Baltimore's answer was to sign the hard-hitting, and more Raven-like Bernard Pollard. The Ravens also used their first-round selection in this year’s April draft (26 overall), to draft a good, but troubled cornerback from Colorado, Jimmy Smith. Smith has yet to make any impact, as he has been hampered by an ankle injury, but he has started appearing in more and more packages.
However, Pollard is a different story and paying immediate dividends this season. He led the Ravens with seven tackles vs. the Steelers last week, and has 38 tackles with one sack this season. Each week you hear Pollards name being called as he breaks up a pass or makes a huge hit.
Pollard is always in the right place at the right time—his style of play is by far more conducive to Raven's football. Simply put, Pollard has played like a Raven this year, and has the fines to prove it.
After contemplating retirement following the 2009 season, future Hall of Fame safety Ed Reed is as healthy as can be expected. The former Miami Hurricane, who is now in his tenth season, is playing at an All-Pro level again. He has 31 tackles, one sack and two interceptions this season.
Reed also has a career milestone and NFL record on the very near horizon. He needs just 20-interception return yards to break the NFL's all-time record held by Rod Woodson (1,483).
One casualty of the Ravens allowing 16-years’ worth of defensive backs to leave during the offseason was Dominique Foxworth and his surgically-repaired knee. With inexperience at the cornerback position, the former Terrapin rushed back from his ACL injury, which sidelined him for all of last season, and ended up back on the injured reserve list this season.
While Foxworth is missed, Lardarius Webb and Carey Williams have done fine jobs during their baptism by fire in the NFL. Williams’s coverage technique seems flawless at times. In fact, when Williams is on, it looks like pass interference on every play. But, after seeing the replay, you realize he was on his man like a cape.
Webb is learning how to play a more physical game and has demonstrated an overall improvement in tackling and cover techniques.
He finished with six tackles vs. the Steelers last week, and seems to have learned from his mistake in the playoffs last season. He's finally realized that speed alone will not produce a good cornerback.
In the NFL, it is not enough to simply run with a receiver.
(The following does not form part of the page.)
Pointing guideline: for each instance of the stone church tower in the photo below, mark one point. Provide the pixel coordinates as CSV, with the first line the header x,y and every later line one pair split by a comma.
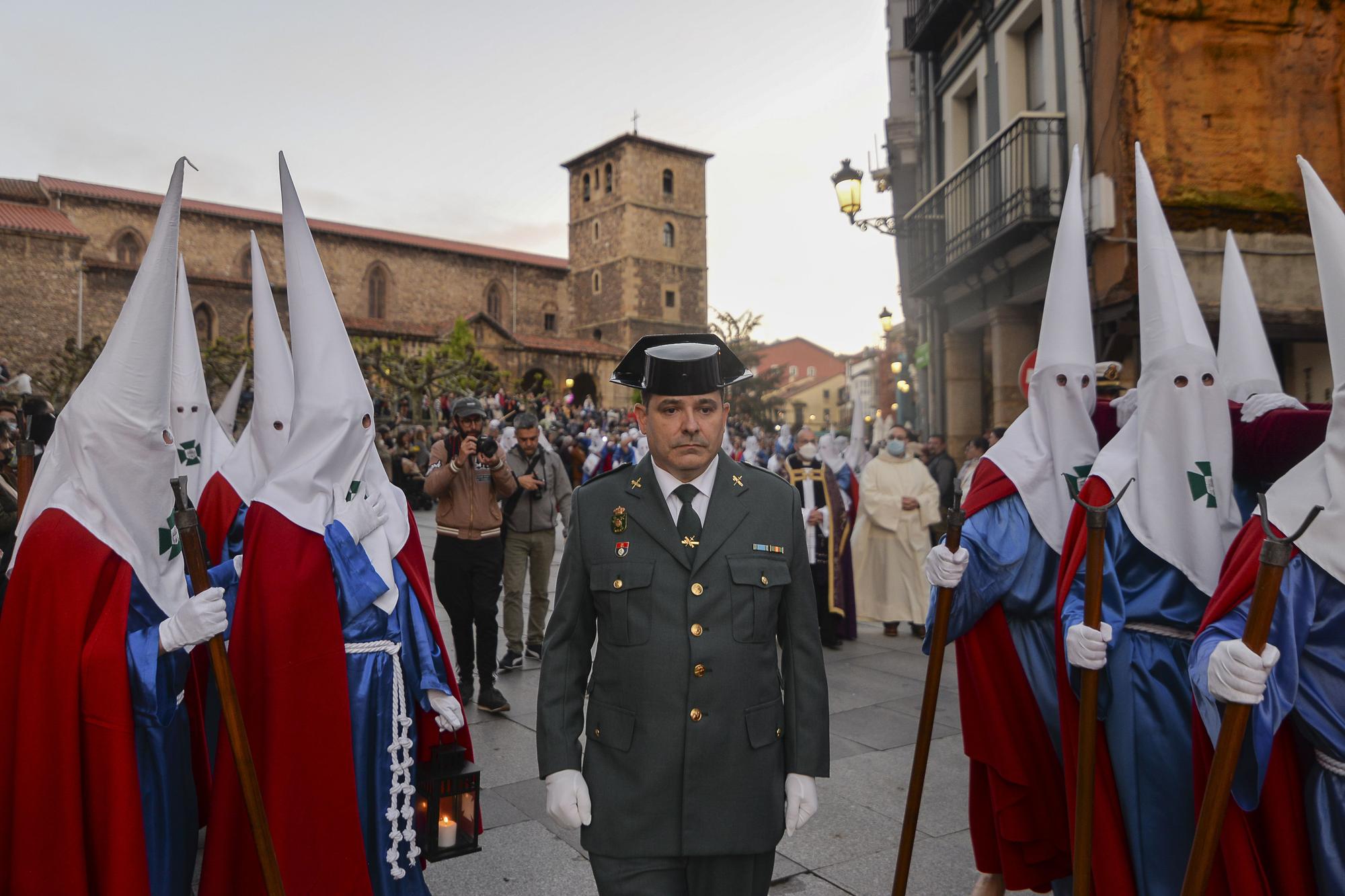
x,y
638,261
The Ravens have depth, and as Jimmy Smith and Chris Carr–the one DB the ravens did re-sign this past offseason–fully recover from nursing injuries, the Ravens defense could simply become a total shut down unit at the right time of the season.
While the front seven are playing great, this unit is doing their part as well. Not every sack is a rush sack, and the Ravens secondary is a big reason why they are just one sack away from tying their sack total from all of last season.
Coverage sacks are underrated, and the Ravens have more than a few this season. Remember back in Week 1 when Roethlisberger was toppled four times?
Three of them were a result of great downfield coverage.
This unit ranks fourth in the NFL in stopping the pass. They have allowed just two 300-yards passers all season, and only two passing plays of 40 yards or more. The Ravens defense is where a quarterback's rating comes to die. They are third best in the NFL, holding opposing signal-callers to a paltry 67.8 rating.
Despite having just four interceptions as a secondary, and eight as a defense, this unit gets their hands on the ball a lot. This is a deep unit that has played exceptionally well. Watching games earlier in the year, you just kept waiting for the cracks to expose themselves.
It hasn't happened yet, and it won't going forward. This unit will help carry the Ravens to the AFC Championship game.